Ciò permette agli Stati uniti di “dispiegare rapidamente forze e assicurare una nuova presenza militare globale per affrontare le sfide del XXI secolo”. A tale scopo è in atto il “riallineamento” delle oltre 800 basi e altri siti militari che gli Usa hanno all’estero, così da avere una “maggiore flessibilità strategica”. Rientra in tale quadro il riallineamento delle basi Usa in Europa verso sud e verso est. Esse costituiscono i Forward Operating Sites (siti operativi avanzati) che, “mantenuti in caldo con una limitata presenza militare statunitense a carattere rotatorio”, sono rapidamente “espandibili” per operazioni militari su larga scala in una vasta area comprendente, oltre all’Europa orientale, il Mediterraneo, il Medio Oriente e l’Africa. Nel mirino dei poteri forti che controllano l’amministrazione statunitense, qualunque sia il suo segno politico, c’è ora l’Iran.

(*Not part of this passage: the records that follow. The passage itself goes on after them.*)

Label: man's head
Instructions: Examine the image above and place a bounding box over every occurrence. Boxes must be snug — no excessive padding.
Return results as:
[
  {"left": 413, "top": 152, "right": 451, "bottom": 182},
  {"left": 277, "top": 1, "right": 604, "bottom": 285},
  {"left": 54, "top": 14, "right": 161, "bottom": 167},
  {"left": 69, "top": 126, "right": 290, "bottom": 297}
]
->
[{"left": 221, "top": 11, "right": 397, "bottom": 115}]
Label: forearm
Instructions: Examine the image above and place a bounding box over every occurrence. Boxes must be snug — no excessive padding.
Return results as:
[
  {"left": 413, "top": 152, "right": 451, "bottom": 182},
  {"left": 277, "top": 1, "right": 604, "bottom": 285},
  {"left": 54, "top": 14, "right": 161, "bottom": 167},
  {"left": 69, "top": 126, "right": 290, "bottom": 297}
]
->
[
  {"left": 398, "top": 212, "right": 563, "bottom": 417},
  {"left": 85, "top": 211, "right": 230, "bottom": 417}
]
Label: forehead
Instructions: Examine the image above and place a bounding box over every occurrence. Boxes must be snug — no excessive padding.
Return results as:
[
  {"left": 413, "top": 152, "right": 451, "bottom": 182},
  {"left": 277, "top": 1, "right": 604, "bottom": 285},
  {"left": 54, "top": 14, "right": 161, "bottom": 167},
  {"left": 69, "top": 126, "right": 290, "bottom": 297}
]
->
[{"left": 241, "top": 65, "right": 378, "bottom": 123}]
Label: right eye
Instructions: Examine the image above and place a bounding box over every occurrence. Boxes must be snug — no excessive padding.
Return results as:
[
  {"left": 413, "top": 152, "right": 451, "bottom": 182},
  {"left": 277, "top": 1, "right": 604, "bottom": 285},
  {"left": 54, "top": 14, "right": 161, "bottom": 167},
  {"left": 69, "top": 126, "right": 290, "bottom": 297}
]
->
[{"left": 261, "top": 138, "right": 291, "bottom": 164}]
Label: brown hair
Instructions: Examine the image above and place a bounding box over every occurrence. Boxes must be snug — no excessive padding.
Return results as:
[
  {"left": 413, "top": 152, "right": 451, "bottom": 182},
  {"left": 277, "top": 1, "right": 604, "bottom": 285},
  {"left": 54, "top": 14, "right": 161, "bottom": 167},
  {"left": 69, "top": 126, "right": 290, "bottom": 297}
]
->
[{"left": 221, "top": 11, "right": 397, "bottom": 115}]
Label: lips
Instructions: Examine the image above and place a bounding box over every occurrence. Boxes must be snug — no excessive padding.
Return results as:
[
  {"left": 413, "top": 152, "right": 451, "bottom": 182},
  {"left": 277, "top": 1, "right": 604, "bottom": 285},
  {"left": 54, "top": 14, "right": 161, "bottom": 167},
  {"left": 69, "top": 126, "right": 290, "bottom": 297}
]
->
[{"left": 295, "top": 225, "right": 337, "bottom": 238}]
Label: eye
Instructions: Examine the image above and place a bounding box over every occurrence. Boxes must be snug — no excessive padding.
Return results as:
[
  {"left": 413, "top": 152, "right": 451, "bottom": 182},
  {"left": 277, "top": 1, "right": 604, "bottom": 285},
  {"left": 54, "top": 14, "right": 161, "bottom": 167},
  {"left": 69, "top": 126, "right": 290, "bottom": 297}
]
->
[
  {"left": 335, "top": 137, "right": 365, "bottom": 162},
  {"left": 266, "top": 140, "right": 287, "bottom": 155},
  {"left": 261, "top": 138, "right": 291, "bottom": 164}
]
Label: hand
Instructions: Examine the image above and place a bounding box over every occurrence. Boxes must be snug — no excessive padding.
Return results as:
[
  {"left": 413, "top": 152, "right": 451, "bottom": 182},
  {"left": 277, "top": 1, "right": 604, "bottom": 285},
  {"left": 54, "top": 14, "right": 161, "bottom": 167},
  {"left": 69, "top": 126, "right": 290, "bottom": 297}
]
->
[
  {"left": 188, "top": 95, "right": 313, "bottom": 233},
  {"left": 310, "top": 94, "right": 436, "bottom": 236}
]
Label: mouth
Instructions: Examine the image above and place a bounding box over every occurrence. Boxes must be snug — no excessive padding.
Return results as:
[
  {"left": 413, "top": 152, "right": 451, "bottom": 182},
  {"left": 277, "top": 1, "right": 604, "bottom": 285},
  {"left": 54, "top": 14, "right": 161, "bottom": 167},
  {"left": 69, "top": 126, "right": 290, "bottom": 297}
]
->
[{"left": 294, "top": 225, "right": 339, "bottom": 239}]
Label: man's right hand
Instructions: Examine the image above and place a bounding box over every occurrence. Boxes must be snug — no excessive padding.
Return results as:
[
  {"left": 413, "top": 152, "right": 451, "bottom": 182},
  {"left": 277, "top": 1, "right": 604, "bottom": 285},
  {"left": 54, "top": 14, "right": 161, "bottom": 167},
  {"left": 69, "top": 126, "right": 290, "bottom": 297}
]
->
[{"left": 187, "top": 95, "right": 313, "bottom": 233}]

Altro frutto della politica bipartisan portata avanti dalle amministrazioni statunitensi è l’espansione a est della Nato. Essa è iniziata nel 1999, sotto l’amministrazione Clinton, con l’ingresso nella Nato di Polonia, Ungheria e Repubblica Ceca, già membri del Patto di Varsavia. Ma è stata l’amministrazione di George W. Bush, nei due mandati, la principale artefice dell’operazione. Nel 2004 la Nato ha inglobato  Estonia, Lettonia e Lituania (già parte dell’Urss); Bulgaria, Romania, Slovacchia (già membri del Patto di Varsavia); Slovenia (già parte della Iugoslava). Nel 2008, il vertice di Bucarest ha deciso l’ingresso di Albania e Croazia e, tra breve, quello dell’ex repubblica iugoslava di Macedonia. Successivamente dovrebbero entrare Ucraina e Georgia (già parte dell’Urss), Bosnia-Erzegovina e Montenegro (già parte della Iugoslavia). Ciò viene recepito dalla Russia come una minaccia nei propri confronti.
Si aggiunge a questo il piano statunitense di estendere all’Europa lo “scudo” anti-missili. Il piano prevede l’installazione dei primi 10 missili intercettori in Polonia e di una stazione radar nella Repubblica ceca. Il sistema è lontano dall’essere affidabile, ma se un giorno gli Stati uniti riuscissero a realizzare uno “scudo” affidabile, sarebbero in grado di lanciare un first strike contro un paese dotato anch’esso di armi nucleari, fidando sulla capacità dello “scudo” di neutralizzare o attenuare gli effetti di una rappresaglia. È chiaro che quelle previste nella Repubblica ceca e in Polonia sono solo le prime di una serie di installazioni radar e missilistiche che il Pentagono vuole dislocare in Europa. Per questo la Russia si sta opponendo e sta preparando contromisure militari. L’Europa ritorna così in prima linea in quella che rischia di divenire una nuova guerra fredda, diversa ma non meno pericolosa della precedente. Ma è proprio questo che vogliono a Washington. Solo mantenendo uno stato di tensione gli Stati uniti possono giustificare la loro presenza militare in Europa.